Um Real Digital permitiria isso. O carro também teria uma representação virtual na blockchain do BC. Ele também seria um token, registrado ali em nome do proprietário. Quem comprasse o token viraria dono da “versão real” do carro. O Real Digital também seria um token registrado em nome do portador. Se você transferir uma certa quantia em Real Digital em troca do carro “tokenizado”, e o vendedor aceitar, acabou: o carro de verdade já está no seu nome. Sem burocracia. É o que acontece hoje no comércio de NFTs – bastante consolidado, apesar da decadência do hype.   

“O principal ponto [dessa discussão] é se a gente acredita que todos os ativos deveriam estar tokenizados. Se eu acreditar que existem benefícios de tê-los tokenizados, aí as transações deveriam ter uma moeda equivalente [a CBDC]”, afirma Jayme de Moraes, líder de Open Finance e CBDC do Santander Brasil.

Para Moraes, é hora de os bancos de fato criarem utilidade para a ferramenta, algo que ele chama de começar a sujar as mãos de graxa. “O uso efetivo é bastante difícil de prever, vai depender dos casos de uso.” 

Se há algum consenso sobre os ativos financeiros, Leandro Vilain, sócio da Oliver Wyman e ex-Febraban, é mais cético justamente sobre tokenizar casas e carros para as transações de compra e venda, por causa da cadeia intrincada de gente envolvida na transação. “Não é realístico que todos os ativos serão tokenizados”, avalia.
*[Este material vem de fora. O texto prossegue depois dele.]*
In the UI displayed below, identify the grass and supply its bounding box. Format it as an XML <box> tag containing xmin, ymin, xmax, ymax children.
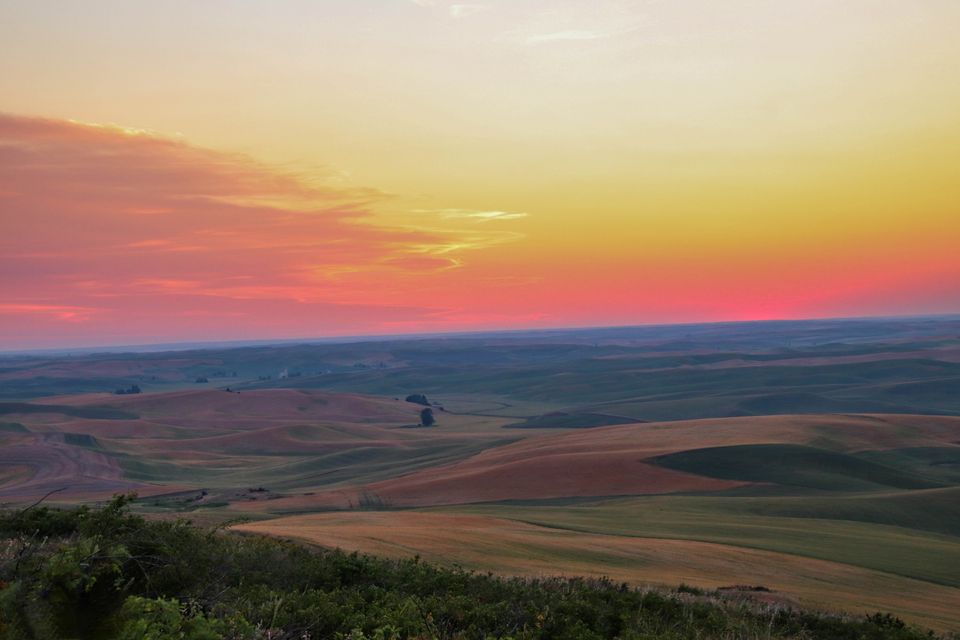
<box><xmin>651</xmin><ymin>444</ymin><xmax>943</xmax><ymax>491</ymax></box>
<box><xmin>442</xmin><ymin>496</ymin><xmax>960</xmax><ymax>587</ymax></box>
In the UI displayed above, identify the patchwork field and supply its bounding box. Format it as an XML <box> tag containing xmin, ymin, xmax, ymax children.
<box><xmin>0</xmin><ymin>318</ymin><xmax>960</xmax><ymax>630</ymax></box>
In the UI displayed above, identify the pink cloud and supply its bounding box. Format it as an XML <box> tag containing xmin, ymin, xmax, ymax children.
<box><xmin>0</xmin><ymin>115</ymin><xmax>446</xmax><ymax>348</ymax></box>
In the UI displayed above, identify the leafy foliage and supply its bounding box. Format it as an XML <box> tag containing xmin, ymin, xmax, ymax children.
<box><xmin>0</xmin><ymin>496</ymin><xmax>933</xmax><ymax>640</ymax></box>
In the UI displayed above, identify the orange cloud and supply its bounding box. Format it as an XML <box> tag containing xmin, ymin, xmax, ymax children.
<box><xmin>0</xmin><ymin>116</ymin><xmax>449</xmax><ymax>347</ymax></box>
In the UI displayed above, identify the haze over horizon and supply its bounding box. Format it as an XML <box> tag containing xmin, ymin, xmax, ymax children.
<box><xmin>0</xmin><ymin>0</ymin><xmax>960</xmax><ymax>350</ymax></box>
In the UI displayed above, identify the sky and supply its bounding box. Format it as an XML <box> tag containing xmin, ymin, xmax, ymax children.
<box><xmin>0</xmin><ymin>0</ymin><xmax>960</xmax><ymax>349</ymax></box>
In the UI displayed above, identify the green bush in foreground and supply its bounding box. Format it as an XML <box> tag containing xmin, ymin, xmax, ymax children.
<box><xmin>0</xmin><ymin>496</ymin><xmax>934</xmax><ymax>640</ymax></box>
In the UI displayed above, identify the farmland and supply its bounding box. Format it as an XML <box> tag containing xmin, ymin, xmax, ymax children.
<box><xmin>0</xmin><ymin>318</ymin><xmax>960</xmax><ymax>630</ymax></box>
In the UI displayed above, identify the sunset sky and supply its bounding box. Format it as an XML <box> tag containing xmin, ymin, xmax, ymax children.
<box><xmin>0</xmin><ymin>0</ymin><xmax>960</xmax><ymax>349</ymax></box>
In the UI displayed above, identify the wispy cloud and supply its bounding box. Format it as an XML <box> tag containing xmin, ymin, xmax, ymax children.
<box><xmin>450</xmin><ymin>4</ymin><xmax>490</xmax><ymax>18</ymax></box>
<box><xmin>413</xmin><ymin>209</ymin><xmax>528</xmax><ymax>222</ymax></box>
<box><xmin>410</xmin><ymin>0</ymin><xmax>490</xmax><ymax>18</ymax></box>
<box><xmin>0</xmin><ymin>114</ymin><xmax>502</xmax><ymax>346</ymax></box>
<box><xmin>526</xmin><ymin>29</ymin><xmax>615</xmax><ymax>44</ymax></box>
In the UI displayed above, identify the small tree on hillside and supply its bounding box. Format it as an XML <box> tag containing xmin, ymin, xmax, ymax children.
<box><xmin>420</xmin><ymin>407</ymin><xmax>437</xmax><ymax>427</ymax></box>
<box><xmin>405</xmin><ymin>393</ymin><xmax>430</xmax><ymax>407</ymax></box>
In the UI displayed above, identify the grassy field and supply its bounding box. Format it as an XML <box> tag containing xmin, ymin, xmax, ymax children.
<box><xmin>0</xmin><ymin>318</ymin><xmax>960</xmax><ymax>629</ymax></box>
<box><xmin>237</xmin><ymin>507</ymin><xmax>960</xmax><ymax>630</ymax></box>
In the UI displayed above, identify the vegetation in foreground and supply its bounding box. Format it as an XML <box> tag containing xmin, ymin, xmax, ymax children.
<box><xmin>0</xmin><ymin>496</ymin><xmax>935</xmax><ymax>640</ymax></box>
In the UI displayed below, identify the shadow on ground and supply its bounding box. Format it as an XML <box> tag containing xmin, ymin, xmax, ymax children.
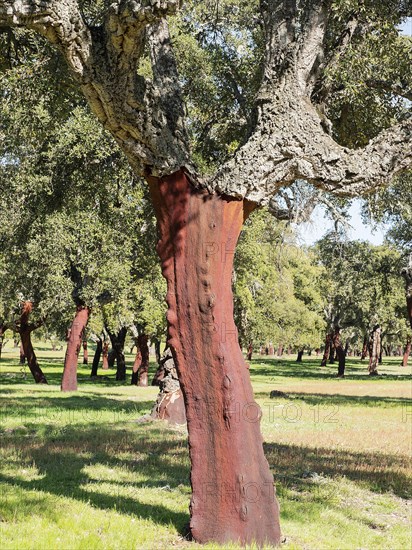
<box><xmin>264</xmin><ymin>443</ymin><xmax>412</xmax><ymax>498</ymax></box>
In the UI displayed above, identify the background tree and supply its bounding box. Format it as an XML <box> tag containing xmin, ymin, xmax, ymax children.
<box><xmin>0</xmin><ymin>0</ymin><xmax>411</xmax><ymax>544</ymax></box>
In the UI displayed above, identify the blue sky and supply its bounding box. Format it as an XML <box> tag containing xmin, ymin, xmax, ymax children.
<box><xmin>298</xmin><ymin>17</ymin><xmax>412</xmax><ymax>245</ymax></box>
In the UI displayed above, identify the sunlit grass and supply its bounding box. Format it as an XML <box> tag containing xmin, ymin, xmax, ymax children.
<box><xmin>0</xmin><ymin>346</ymin><xmax>412</xmax><ymax>550</ymax></box>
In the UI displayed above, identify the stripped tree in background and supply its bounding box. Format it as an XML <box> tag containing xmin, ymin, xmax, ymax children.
<box><xmin>0</xmin><ymin>0</ymin><xmax>412</xmax><ymax>544</ymax></box>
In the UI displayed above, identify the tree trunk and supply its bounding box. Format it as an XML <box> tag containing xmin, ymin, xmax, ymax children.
<box><xmin>406</xmin><ymin>296</ymin><xmax>412</xmax><ymax>328</ymax></box>
<box><xmin>102</xmin><ymin>342</ymin><xmax>109</xmax><ymax>370</ymax></box>
<box><xmin>402</xmin><ymin>336</ymin><xmax>411</xmax><ymax>367</ymax></box>
<box><xmin>0</xmin><ymin>325</ymin><xmax>6</xmax><ymax>359</ymax></box>
<box><xmin>20</xmin><ymin>327</ymin><xmax>47</xmax><ymax>384</ymax></box>
<box><xmin>329</xmin><ymin>340</ymin><xmax>336</xmax><ymax>365</ymax></box>
<box><xmin>247</xmin><ymin>342</ymin><xmax>253</xmax><ymax>361</ymax></box>
<box><xmin>369</xmin><ymin>325</ymin><xmax>381</xmax><ymax>376</ymax></box>
<box><xmin>155</xmin><ymin>340</ymin><xmax>162</xmax><ymax>365</ymax></box>
<box><xmin>137</xmin><ymin>334</ymin><xmax>149</xmax><ymax>388</ymax></box>
<box><xmin>61</xmin><ymin>306</ymin><xmax>90</xmax><ymax>391</ymax></box>
<box><xmin>131</xmin><ymin>345</ymin><xmax>142</xmax><ymax>386</ymax></box>
<box><xmin>149</xmin><ymin>171</ymin><xmax>280</xmax><ymax>545</ymax></box>
<box><xmin>320</xmin><ymin>333</ymin><xmax>332</xmax><ymax>367</ymax></box>
<box><xmin>20</xmin><ymin>339</ymin><xmax>26</xmax><ymax>365</ymax></box>
<box><xmin>113</xmin><ymin>327</ymin><xmax>127</xmax><ymax>380</ymax></box>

Curiosamente, a utilidade mais importante da CBDC é a que vem ganhando menos atenção: a rede para facilitar as remessas de dinheiro internacionais, que poderia substituir o Swift.

A rede atual tem mais de 40 anos, é cara e as transferências demoram para serem completadas. E há ainda o problema de fuso-horário. Quando um banco está aberto no Brasil, seu par chinês está fechado.

Acontece que, para isso, os bancos centrais deveriam estar trabalhando de forma orquestrada – algo que não está ocorrendo. No fim de junho, o FMI anunciou que planeja investir na adoção de CBDCs de maneira global, mas que os países deveriam convergir para uma única tecnologia.

A pergunta título desta reportagem foi o ponto de partida de todas as entrevistas. Talvez a resposta que melhor resuma o debate seja a de Guto Antunes, líder de Digital Assets do Itaú. “É algo que tem se discutido no mundo, e a sensação que a gente tem é essa também. Não tem resposta. Mas as grandes tecnologias vêm antes do problema.”